As a young man, Pablo Escobar would steal tombstones and sell them to smugglers. By 20, he stole cars and dealt cannabis, making a name for himself in the Colombian underworld.
Born into a poor Colombian family, Escobar's father was a farmer and his mother was a teacher. His parents rarely could afford to buy food for him and all his siblings.
Smuggling cocaine into the United States proved difficult for Pablo Escobar, so he got creative. He stashed the cocaine into plane tires going to the United States and also soaked clothes with liquid cocaine and extracted it later.
Not only did he frequently fly cocaine in the United States, but he bought remote controlled submarines to park 2,000 kg of it up to Miami.
He became so successful getting cocaine into the United States, at the height of his game, he smuggled 50 tons of cocaine a day.
During his reign as the "King of Cocaine," he supplied 80% of the world's cocaine.
Escobar became one of the wealthiest men in the world with a net worth of $30 billion.
He struggled to transport the loads of cash he made each day. To solve this problem, he bought a Learjet to hold up to 100 million dollars.
Because he couldn't store his cash in a bank, he lost $2.1 billion in profits each year due to rats eating it and water damage.
With his enormous wealth, Escobar bought a mansion and built his own zoo with elephants, ostriches, zebras, camels, giraffes, and even hippopotamuses.
With truckloads of expendable cash, he eventually buried millions of it in giant barrels along the Colombian countryside. No one knows where they are all located.
Despite destroying lives and communities, Pablo Escobar is still idolized by many. Some Colombians gave him the nickname "Robin Hood" for giving out millions of dollars to the local community, building soccer fields and housing for the homeless.
At the end of the day, drug cartels have expenses like any other business. In this case, Pablo Escobar spent $2,500 a month on rubber bands to wrap up his bricks of cash.
To acquire even more power, Escobar ran for Colombia's Congress in 1982 and was elected. Two years later, information on the source of his wealth came out, and he was forced to resign. He killed the justice minister who leaked the information.

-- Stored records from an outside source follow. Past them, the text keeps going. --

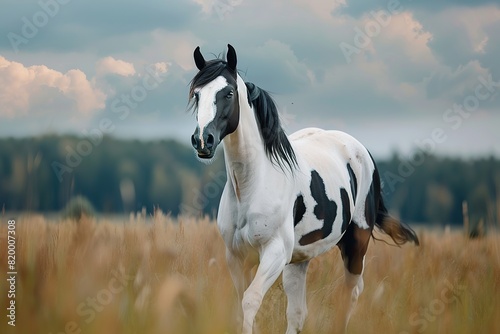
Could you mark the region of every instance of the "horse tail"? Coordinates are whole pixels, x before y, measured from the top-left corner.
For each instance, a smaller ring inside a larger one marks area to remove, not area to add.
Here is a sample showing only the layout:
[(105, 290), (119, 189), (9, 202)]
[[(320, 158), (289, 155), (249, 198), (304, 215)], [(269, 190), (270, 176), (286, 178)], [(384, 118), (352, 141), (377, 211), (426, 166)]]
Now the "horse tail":
[(410, 241), (413, 241), (417, 246), (420, 245), (417, 234), (411, 227), (389, 215), (384, 205), (382, 195), (380, 196), (375, 226), (389, 235), (398, 246)]
[[(396, 245), (401, 246), (406, 242), (413, 241), (417, 246), (420, 245), (418, 241), (417, 234), (405, 223), (397, 220), (396, 218), (389, 215), (387, 208), (384, 205), (384, 199), (382, 197), (382, 189), (380, 186), (380, 176), (375, 165), (375, 161), (372, 161), (375, 167), (373, 172), (373, 183), (372, 189), (374, 194), (374, 206), (376, 207), (376, 217), (375, 226), (384, 231), (391, 239), (396, 243)], [(378, 198), (377, 198), (378, 197)], [(372, 234), (373, 237), (373, 234)], [(375, 239), (375, 237), (373, 237)]]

Selling drugs was only the tip of the iceberg for Escobar. His cartel kidnapped, bribed, and killed their opponents. Some estimate he's responsible for four to five thousand deaths.
In 1985, a left-wing guerrilla group known as M19 raided the Palace of Justice in Colombia and took several hostages, including all the supreme court justices. By the end, many of the hostages were killed along with 11 justices. Escobar backed and financed the group to do all of it.
When Colombian authorities raided his home, they found a Spanish copy of the self-help book, "The Power of Positive Thinking."
Wanting to assassinate Colombian presidential candidate Cesar Gaviria Trujillo, Pablo Escobar planted a bomb on Avianca Flight 203. The bombing killed 107 people, but the assassination attempt failed.
As a condition of his surrender, he built his own luxury prison called "The Cathedral." It had huge TV screens, a billiards bar, and a ballroom where he hosted weddings. After only a year, he fled his self-made prison.
In return for immunity, Escobar offered to pay off Colombia's massive national debt of $15 billion. The offer, of course, was declined.
While Escobar and his family were in hiding in the mountains of Colombia, his young daughter became hypothermic. To keep her warm, he lit 2 million banknotes on fire.
Almost a decade before he went on the run, Escobar married a 15-year-old girl named Maria Victoria Henao. They had two children together.
Hunted down by CIA and a Colombian special forces unit called Search Bloc, Escobar was eventually caught at a hideout in Medellin. Purportedly, he ran across a rooftop and was gunned down by Colombian forces. However, many others claim that isn't true and that he killed himself.
His funeral was not quiet. The locals loved him so much for building houses, churches, and soccer fields that they came to his funeral by the thousands.
After his death, Pablo Escobar's massive estate, Hacienda Nápoles, was ransacked and abandoned. Much later, it was converted into a theme park in the vein of Jurassic Park and is available to the public.